In this notebook you will learn how to use conx to create, train, and test simple neural networks. The conx library is built on top of keras, which is in turn built on top of tensorflow.

### Defining a Network¶

Here are the steps you need to go through to create a neural network in conx.

1. Import the conx library.
2. Construct a Network object.
3. Add layers to the Network, starting with the input and ending with the output. For any non-input layer, specify the size of each layer as well as the activation function to use.
4. Connect the layers.
5. Compile the network, giving it a loss and optimizer. Below we use the Stochastic Gradient Descent (SGD) optimizer with a particular learning rate (lr) and momentum.
6. Verify that the Network has the correct structure by creating a summary of the model.

For our first conx network we will be learning logical OR, which will take 2 input values reprenting True/False and outputs True/False.

In [1]:
from conx import *

Using TensorFlow backend.

In [2]:
or_net = Network("or")
or_net.connect()
or_net.compile(loss="mse", optimizer=SGD(lr=0.1, momentum=0.9))
or_net.model.summary()

_________________________________________________________________
Layer (type)                 Output Shape              Param #
=================================================================
input (InputLayer)           (None, 2)                 0
_________________________________________________________________
output (Dense)               (None, 1)                 3
=================================================================
Total params: 3
Trainable params: 3
Non-trainable params: 0
_________________________________________________________________


The number of parameters in a network is based on the size of the layers. Each layer automatically has an additional node, called the bias, which is fully connected to the next layer. So to determine the number of paramters between any two layers, the formula is: (size(layer1) + 1) * size(layer2). So for this simple network, we have (size(input) + 1) * size(output) = (2+1) * 1 = 3.

### Defining a Dataset¶

In order to train a neural network you will need to define a dataset. For small datasets, you can manually add the pairs of input patterns and target patterns one at a time. We will be using two inputs (using 1 to represent True and 0 to represent False) and outputting the OR of the two inputs, where OR(0,0)=0, OR(0,1)=1, OR(1,0)=1, and OR(1,1)=1. Using the clear method ensures that you won't add duplicates of the patterns as you are testing within a notebook.

In [3]:
or_net.dataset.clear()
or_net.dataset.summary()

Input Summary:
count  : 4 (4 for training, 0 for testing)
shape  : (2,)
range  : (0.0, 1.0)
Target Summary:
count  : 4 (4 for training, 0 for testing)
shape  : (1,)
range  : (0.0, 1.0)


Typically, you would divide the dataset into two subsets, one for training and another for validation. After each pass through the training set, the weights of the network are fixed and the validation set is tested to provide feedback on how well the network is learning. This works best when the validation set is distinct from the training set. For small datasets, like the case with the OR problem, we don't have enough examples to create two separate datasets. If no validation set is provided, then the training set is also used as the validation set.

### Training a Network¶

Use the reset method, prior to training, to ensure that the network's parameters are re-initialized to random values. Next the train method is called. The train method takes the following paramters.

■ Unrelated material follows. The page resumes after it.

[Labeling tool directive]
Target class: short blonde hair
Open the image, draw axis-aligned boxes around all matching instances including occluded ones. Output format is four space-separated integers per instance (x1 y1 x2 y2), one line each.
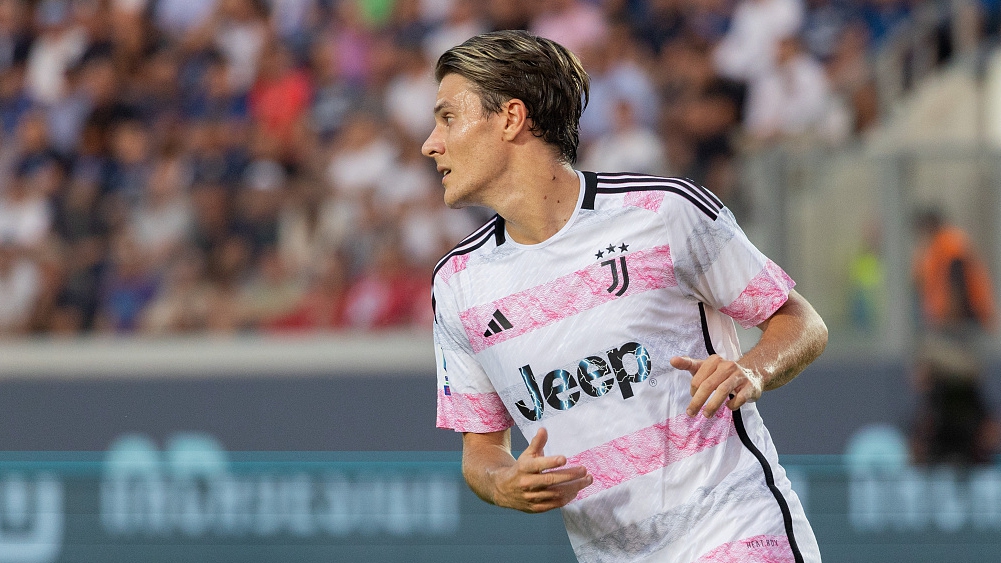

• epochs: One pass through the entire dataset is called an epoch of training. This indicates the maximum number of epochs of training.
• accuracy: If the network achieves this percentage correct on the validation set, then training stops early.
• tolerance: Defines how close an output has to be to the target to be considered correct. A tolerance of 0.2 indicates that if the target is 1 and the output is greater than 0.8, it will be correct. Similary if the target is 0 and the output is less than 0.2, it will be correct.
• report_rate: Specifies how often (in terms of epochs) the status of network training should be displayed.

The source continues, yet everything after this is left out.